Soldering Station January 2019
The most expensive part of a soldering station is a base which PWMs the sine signal from 12V or 24V transformer to regulate the temperature of the soldering tip. That got me thinking if I can make a much more affordable but a better designed base that would control quality and affordable Weller WMRP tips for micro soldering that integrate tip, thermocouple and heater in one piece and can be affordably bought for 25€.
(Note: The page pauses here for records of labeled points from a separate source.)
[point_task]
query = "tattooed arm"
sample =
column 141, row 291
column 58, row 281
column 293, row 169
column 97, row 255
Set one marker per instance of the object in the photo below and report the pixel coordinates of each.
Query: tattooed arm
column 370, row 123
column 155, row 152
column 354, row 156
The design would be consisting of the following parts:
220V to 12V transformer with fusing
+-8V, +- 5V linear and 3.3V switching regulator
Discrete solid-state relay
Zero-cross detection using optocouplers and comparator
Thermocouple filter and instrumentational amplifier for amplification
Physical potentiometer to set the temperature with zero latency
Temperature sensor for thermocouple connector temperature compensation
STM32F303 MCU with 12-bit ADC for thermocouple measurement
Nokia 5110 LCD display
PCB design
We had Altium Designer lessons at university which raised PCB design to another level, because Altium offers many functions and has extremely well thought out interface and has even compatibility for 3D mice such as 3Dconnexion's Space Mouse. There are some bugs that would need to be polished out but otherwise an excellent program. The schematic and final PCB can be seen on Figures 1-3.
Some care was put into proper routing of power and sensitive analog lines and isolation. Also digital/mixed-signal part was properly conditioned by placing a solid ground plane under the traces and breaking it only to connect top traces where absolutely necessary.
Analog part with instrumentational amplifier was routed with symmetry in mind to limit common mode noise, because the signals of thermocouple are low and in the range on millivolts. Analog ground was also excessively filtered which turned out to be a mistake and causing oscillations on all analog signal lines, therefore analog ground was in the end connected directly to a common point of digital ground.